Behavioral paradigms
Behavioral paradigm 1
Lymnaea’s behavior was observed by placing them in a custom-built behavioral chamber filled with Cu2+-free water. The chamber held the animal on the surface of the water, allowing for the application of sensory stimuli to the mouth of the snail while being able to fully observe movements of the feeding structures. All behavioral experiments were videoed and analyzed using ImageJ software. Animals were left to acclimatize for 10 min before testing. An ingestion bite was triggered by brief application of an appetitive stimulus (lettuce) to the lips of the animal, eliciting a bite response in all animals tested, regardless of hunger state (148 animals). Upon opening of the mouth, either a tactile probe was placed inside or 50 μl of 0.008% AA was applied to the mouth/lips of the animal. The tactile probe consisted of a 1-ml syringe whose tip had been heated and pulled into a fine point. In both conditions, a radula motor program was induced in response to the stimulus. All animals were videoed, and these responses were later analyzed (see below section for details of analysis).
Behavioral paradigm 2
To test whether tactile stimulation of the esophagus elicited ingestion or egestion, an incision was made under the mantle cavity to expose a region of the esophagus, allowing for the mechanical stimulation of the structure with a pair or forceps. Esophageal stimulation was sufficient to elicit an egestion bite even when presented during a period of quiescence. The elicited bite was videoed and analyzed (see below).
Behavioral paradigm 3
To determine the effects of drug injection on animal’s locomotion, we tracked animals in a novel environment for 30 min. Briefly, the animals were placed in a 14-cm-diameter petri dish filled with 100 ml of Cu2+-free water. Recording started as soon as they were placed in the arena so as to monitor their initial behavior. Animals were recorded at one frame/s for 30 min. Videos were analyzed using idTracker (54), and total distance was traversed compared between groups.
Behavioral paradigm 4
The effects of drug treatment on the animal’s food searching behavior in a novel environment were tested by counting the number of appetitive bites during the first 10 min from being placed in a petri dish filled with 100 ml of Cu2+-free water.
Behavioral paradigm 5
The effects of drug treatment on the animal’s responsiveness to sucrose were tested by placing the animal in a petri dish filled with 90 ml of Cu2+-free water. Animals were allowed to acclimatize for 10 min, and then 5 ml of water was added to the dish. The number of bites performed was counted for 2 min, and then 5 ml of sucrose (0.33% final solution) was added, and the number of bites performed was counted for 2 min. A feeding score was obtained by subtracting the number of bites in response to water from the number performed in response to sucrose.
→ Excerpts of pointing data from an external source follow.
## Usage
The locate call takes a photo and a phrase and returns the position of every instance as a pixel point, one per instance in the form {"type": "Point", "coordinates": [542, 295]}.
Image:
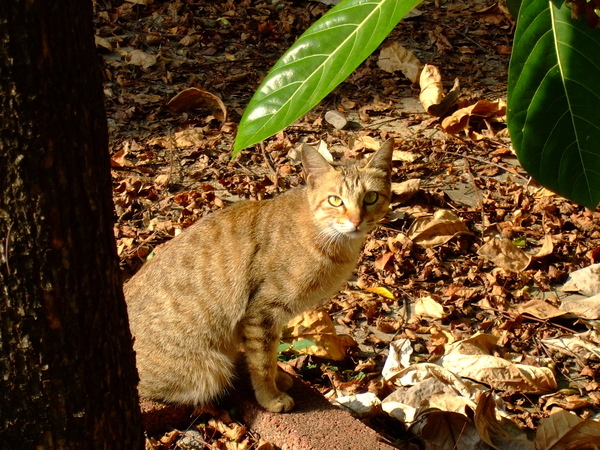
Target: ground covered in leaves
{"type": "Point", "coordinates": [456, 315]}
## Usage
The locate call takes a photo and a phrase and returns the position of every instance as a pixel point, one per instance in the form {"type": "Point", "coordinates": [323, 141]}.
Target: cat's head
{"type": "Point", "coordinates": [348, 198]}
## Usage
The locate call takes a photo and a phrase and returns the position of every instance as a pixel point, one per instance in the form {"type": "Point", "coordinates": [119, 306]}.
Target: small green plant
{"type": "Point", "coordinates": [289, 350]}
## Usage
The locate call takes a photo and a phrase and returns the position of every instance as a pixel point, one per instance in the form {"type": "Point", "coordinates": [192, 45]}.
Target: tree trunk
{"type": "Point", "coordinates": [67, 368]}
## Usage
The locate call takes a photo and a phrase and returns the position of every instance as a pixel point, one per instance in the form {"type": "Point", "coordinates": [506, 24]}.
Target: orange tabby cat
{"type": "Point", "coordinates": [237, 276]}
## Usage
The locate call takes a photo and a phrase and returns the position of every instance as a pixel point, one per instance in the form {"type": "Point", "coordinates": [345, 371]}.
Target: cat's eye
{"type": "Point", "coordinates": [371, 197]}
{"type": "Point", "coordinates": [334, 200]}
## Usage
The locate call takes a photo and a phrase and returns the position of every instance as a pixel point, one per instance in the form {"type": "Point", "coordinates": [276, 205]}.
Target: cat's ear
{"type": "Point", "coordinates": [382, 158]}
{"type": "Point", "coordinates": [313, 162]}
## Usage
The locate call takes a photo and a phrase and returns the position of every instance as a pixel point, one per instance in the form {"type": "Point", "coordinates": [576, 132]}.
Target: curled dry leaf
{"type": "Point", "coordinates": [316, 326]}
{"type": "Point", "coordinates": [499, 433]}
{"type": "Point", "coordinates": [505, 254]}
{"type": "Point", "coordinates": [429, 307]}
{"type": "Point", "coordinates": [540, 309]}
{"type": "Point", "coordinates": [501, 374]}
{"type": "Point", "coordinates": [406, 189]}
{"type": "Point", "coordinates": [383, 291]}
{"type": "Point", "coordinates": [585, 346]}
{"type": "Point", "coordinates": [436, 230]}
{"type": "Point", "coordinates": [360, 405]}
{"type": "Point", "coordinates": [483, 109]}
{"type": "Point", "coordinates": [546, 249]}
{"type": "Point", "coordinates": [402, 155]}
{"type": "Point", "coordinates": [398, 358]}
{"type": "Point", "coordinates": [432, 92]}
{"type": "Point", "coordinates": [194, 98]}
{"type": "Point", "coordinates": [394, 57]}
{"type": "Point", "coordinates": [182, 139]}
{"type": "Point", "coordinates": [140, 58]}
{"type": "Point", "coordinates": [443, 430]}
{"type": "Point", "coordinates": [586, 308]}
{"type": "Point", "coordinates": [586, 281]}
{"type": "Point", "coordinates": [104, 43]}
{"type": "Point", "coordinates": [564, 430]}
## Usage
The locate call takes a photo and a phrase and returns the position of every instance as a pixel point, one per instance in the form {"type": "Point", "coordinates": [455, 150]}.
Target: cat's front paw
{"type": "Point", "coordinates": [283, 380]}
{"type": "Point", "coordinates": [279, 403]}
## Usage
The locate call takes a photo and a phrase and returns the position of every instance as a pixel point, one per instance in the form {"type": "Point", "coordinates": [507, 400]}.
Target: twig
{"type": "Point", "coordinates": [6, 243]}
{"type": "Point", "coordinates": [532, 318]}
{"type": "Point", "coordinates": [481, 160]}
{"type": "Point", "coordinates": [269, 164]}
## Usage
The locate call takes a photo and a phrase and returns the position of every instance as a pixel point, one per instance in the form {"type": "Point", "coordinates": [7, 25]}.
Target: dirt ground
{"type": "Point", "coordinates": [172, 167]}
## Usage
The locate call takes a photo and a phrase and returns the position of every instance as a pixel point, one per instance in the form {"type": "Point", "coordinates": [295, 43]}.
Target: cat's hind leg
{"type": "Point", "coordinates": [260, 341]}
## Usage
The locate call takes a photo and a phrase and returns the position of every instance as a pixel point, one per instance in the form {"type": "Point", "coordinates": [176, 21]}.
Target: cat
{"type": "Point", "coordinates": [235, 277]}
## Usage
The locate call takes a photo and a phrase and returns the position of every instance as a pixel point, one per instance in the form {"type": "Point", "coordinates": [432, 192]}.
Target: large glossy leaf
{"type": "Point", "coordinates": [316, 63]}
{"type": "Point", "coordinates": [554, 100]}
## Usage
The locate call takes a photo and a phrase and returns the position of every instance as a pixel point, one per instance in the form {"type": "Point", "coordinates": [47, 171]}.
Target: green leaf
{"type": "Point", "coordinates": [283, 347]}
{"type": "Point", "coordinates": [554, 100]}
{"type": "Point", "coordinates": [301, 344]}
{"type": "Point", "coordinates": [323, 57]}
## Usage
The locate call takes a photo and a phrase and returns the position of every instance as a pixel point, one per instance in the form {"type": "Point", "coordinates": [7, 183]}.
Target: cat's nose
{"type": "Point", "coordinates": [356, 221]}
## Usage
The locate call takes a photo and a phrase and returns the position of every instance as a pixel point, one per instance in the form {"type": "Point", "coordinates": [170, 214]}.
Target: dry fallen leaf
{"type": "Point", "coordinates": [182, 139]}
{"type": "Point", "coordinates": [585, 345]}
{"type": "Point", "coordinates": [586, 281]}
{"type": "Point", "coordinates": [429, 307]}
{"type": "Point", "coordinates": [586, 308]}
{"type": "Point", "coordinates": [443, 430]}
{"type": "Point", "coordinates": [398, 358]}
{"type": "Point", "coordinates": [505, 254]}
{"type": "Point", "coordinates": [499, 433]}
{"type": "Point", "coordinates": [460, 119]}
{"type": "Point", "coordinates": [406, 189]}
{"type": "Point", "coordinates": [316, 326]}
{"type": "Point", "coordinates": [395, 57]}
{"type": "Point", "coordinates": [438, 229]}
{"type": "Point", "coordinates": [540, 309]}
{"type": "Point", "coordinates": [432, 92]}
{"type": "Point", "coordinates": [194, 98]}
{"type": "Point", "coordinates": [500, 373]}
{"type": "Point", "coordinates": [564, 430]}
{"type": "Point", "coordinates": [140, 58]}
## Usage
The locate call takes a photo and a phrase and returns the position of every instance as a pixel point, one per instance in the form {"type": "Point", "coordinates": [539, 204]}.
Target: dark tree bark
{"type": "Point", "coordinates": [67, 369]}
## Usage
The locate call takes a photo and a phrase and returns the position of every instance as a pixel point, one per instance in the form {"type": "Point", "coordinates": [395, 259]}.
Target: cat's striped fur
{"type": "Point", "coordinates": [237, 276]}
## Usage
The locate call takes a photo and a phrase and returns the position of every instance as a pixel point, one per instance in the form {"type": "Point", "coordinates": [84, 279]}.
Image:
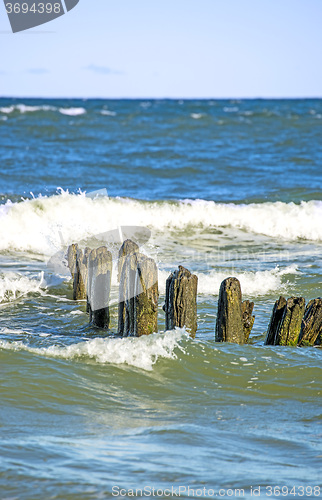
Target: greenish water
{"type": "Point", "coordinates": [226, 188]}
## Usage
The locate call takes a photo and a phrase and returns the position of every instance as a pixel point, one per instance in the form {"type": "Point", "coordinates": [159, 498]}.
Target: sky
{"type": "Point", "coordinates": [168, 49]}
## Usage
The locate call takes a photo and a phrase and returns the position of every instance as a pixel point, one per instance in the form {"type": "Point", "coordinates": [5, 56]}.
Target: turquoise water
{"type": "Point", "coordinates": [227, 188]}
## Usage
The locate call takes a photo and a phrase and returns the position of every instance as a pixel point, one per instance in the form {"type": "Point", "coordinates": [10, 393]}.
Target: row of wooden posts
{"type": "Point", "coordinates": [291, 322]}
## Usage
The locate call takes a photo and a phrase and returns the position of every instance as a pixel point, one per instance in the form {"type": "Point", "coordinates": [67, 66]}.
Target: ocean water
{"type": "Point", "coordinates": [225, 188]}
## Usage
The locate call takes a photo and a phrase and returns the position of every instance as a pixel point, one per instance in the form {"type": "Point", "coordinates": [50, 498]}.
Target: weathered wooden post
{"type": "Point", "coordinates": [289, 327]}
{"type": "Point", "coordinates": [181, 301]}
{"type": "Point", "coordinates": [229, 324]}
{"type": "Point", "coordinates": [311, 328]}
{"type": "Point", "coordinates": [248, 319]}
{"type": "Point", "coordinates": [138, 292]}
{"type": "Point", "coordinates": [128, 247]}
{"type": "Point", "coordinates": [99, 286]}
{"type": "Point", "coordinates": [71, 258]}
{"type": "Point", "coordinates": [276, 317]}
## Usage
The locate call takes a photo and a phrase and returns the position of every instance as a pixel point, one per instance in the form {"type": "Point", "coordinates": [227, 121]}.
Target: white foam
{"type": "Point", "coordinates": [142, 352]}
{"type": "Point", "coordinates": [7, 109]}
{"type": "Point", "coordinates": [37, 225]}
{"type": "Point", "coordinates": [72, 111]}
{"type": "Point", "coordinates": [106, 112]}
{"type": "Point", "coordinates": [15, 285]}
{"type": "Point", "coordinates": [252, 283]}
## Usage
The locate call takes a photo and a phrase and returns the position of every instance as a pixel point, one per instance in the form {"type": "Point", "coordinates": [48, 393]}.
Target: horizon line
{"type": "Point", "coordinates": [163, 98]}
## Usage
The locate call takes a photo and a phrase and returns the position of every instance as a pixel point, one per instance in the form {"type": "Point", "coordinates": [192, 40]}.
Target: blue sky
{"type": "Point", "coordinates": [168, 48]}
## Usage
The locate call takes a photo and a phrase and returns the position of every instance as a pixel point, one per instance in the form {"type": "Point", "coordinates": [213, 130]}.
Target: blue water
{"type": "Point", "coordinates": [215, 150]}
{"type": "Point", "coordinates": [226, 188]}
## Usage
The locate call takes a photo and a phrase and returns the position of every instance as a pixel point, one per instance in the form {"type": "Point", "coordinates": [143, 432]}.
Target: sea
{"type": "Point", "coordinates": [222, 187]}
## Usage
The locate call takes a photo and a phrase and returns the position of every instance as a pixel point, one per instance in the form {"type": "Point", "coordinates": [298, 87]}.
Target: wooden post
{"type": "Point", "coordinates": [99, 286]}
{"type": "Point", "coordinates": [181, 301]}
{"type": "Point", "coordinates": [311, 328]}
{"type": "Point", "coordinates": [290, 325]}
{"type": "Point", "coordinates": [229, 324]}
{"type": "Point", "coordinates": [138, 292]}
{"type": "Point", "coordinates": [128, 247]}
{"type": "Point", "coordinates": [80, 276]}
{"type": "Point", "coordinates": [71, 258]}
{"type": "Point", "coordinates": [248, 319]}
{"type": "Point", "coordinates": [277, 314]}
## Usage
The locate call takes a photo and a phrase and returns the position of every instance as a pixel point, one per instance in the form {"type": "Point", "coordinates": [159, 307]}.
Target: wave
{"type": "Point", "coordinates": [39, 225]}
{"type": "Point", "coordinates": [142, 352]}
{"type": "Point", "coordinates": [106, 112]}
{"type": "Point", "coordinates": [14, 285]}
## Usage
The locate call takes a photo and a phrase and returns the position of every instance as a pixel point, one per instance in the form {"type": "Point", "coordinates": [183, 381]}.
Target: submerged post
{"type": "Point", "coordinates": [138, 292]}
{"type": "Point", "coordinates": [311, 328]}
{"type": "Point", "coordinates": [248, 318]}
{"type": "Point", "coordinates": [229, 324]}
{"type": "Point", "coordinates": [99, 286]}
{"type": "Point", "coordinates": [290, 325]}
{"type": "Point", "coordinates": [181, 301]}
{"type": "Point", "coordinates": [71, 258]}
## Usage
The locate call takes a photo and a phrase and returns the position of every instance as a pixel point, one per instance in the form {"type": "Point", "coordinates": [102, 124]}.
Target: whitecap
{"type": "Point", "coordinates": [15, 285]}
{"type": "Point", "coordinates": [72, 111]}
{"type": "Point", "coordinates": [142, 352]}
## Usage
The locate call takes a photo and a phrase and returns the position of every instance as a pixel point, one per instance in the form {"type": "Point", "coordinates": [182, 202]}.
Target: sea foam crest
{"type": "Point", "coordinates": [142, 352]}
{"type": "Point", "coordinates": [72, 111]}
{"type": "Point", "coordinates": [38, 225]}
{"type": "Point", "coordinates": [14, 286]}
{"type": "Point", "coordinates": [23, 108]}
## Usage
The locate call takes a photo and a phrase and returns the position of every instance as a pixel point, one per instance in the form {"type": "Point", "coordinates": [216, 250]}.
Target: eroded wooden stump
{"type": "Point", "coordinates": [99, 286]}
{"type": "Point", "coordinates": [276, 318]}
{"type": "Point", "coordinates": [290, 325]}
{"type": "Point", "coordinates": [181, 301]}
{"type": "Point", "coordinates": [71, 258]}
{"type": "Point", "coordinates": [128, 247]}
{"type": "Point", "coordinates": [248, 319]}
{"type": "Point", "coordinates": [311, 328]}
{"type": "Point", "coordinates": [229, 324]}
{"type": "Point", "coordinates": [138, 292]}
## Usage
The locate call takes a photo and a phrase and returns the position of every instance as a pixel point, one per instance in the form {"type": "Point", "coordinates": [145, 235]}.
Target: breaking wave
{"type": "Point", "coordinates": [38, 225]}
Analysis of behavior and characterization of ingestion and egestion in vivo
Biting behavior was videoed at 33 frames/s. The direction of movement of both the radula and the underlying odontophore were measured during the response to either the tactile probe or AA. The video was first rotated so that the animal was aligned with their head to foot in an anterior-to-posterior direction. From the first frame where the radula was visible, it was tracked using ImageJ software in the y axis of movement for 10 frames. The last frame was subtracted from the first frame to give a positive or negative direction of movement. A positive score therefore represented a majority anterior movement of the radula, whereas a negative score represented a majority posterior movement. We further measured each of the 10 points the radula was tracked, each point was subtracted from the subsequent point, and cumulative plots of radula movements were generated. We set the criteria to define whether a response was ingestion or egestion based on whether the difference in movement was positive (ingestion) or negative (egestion).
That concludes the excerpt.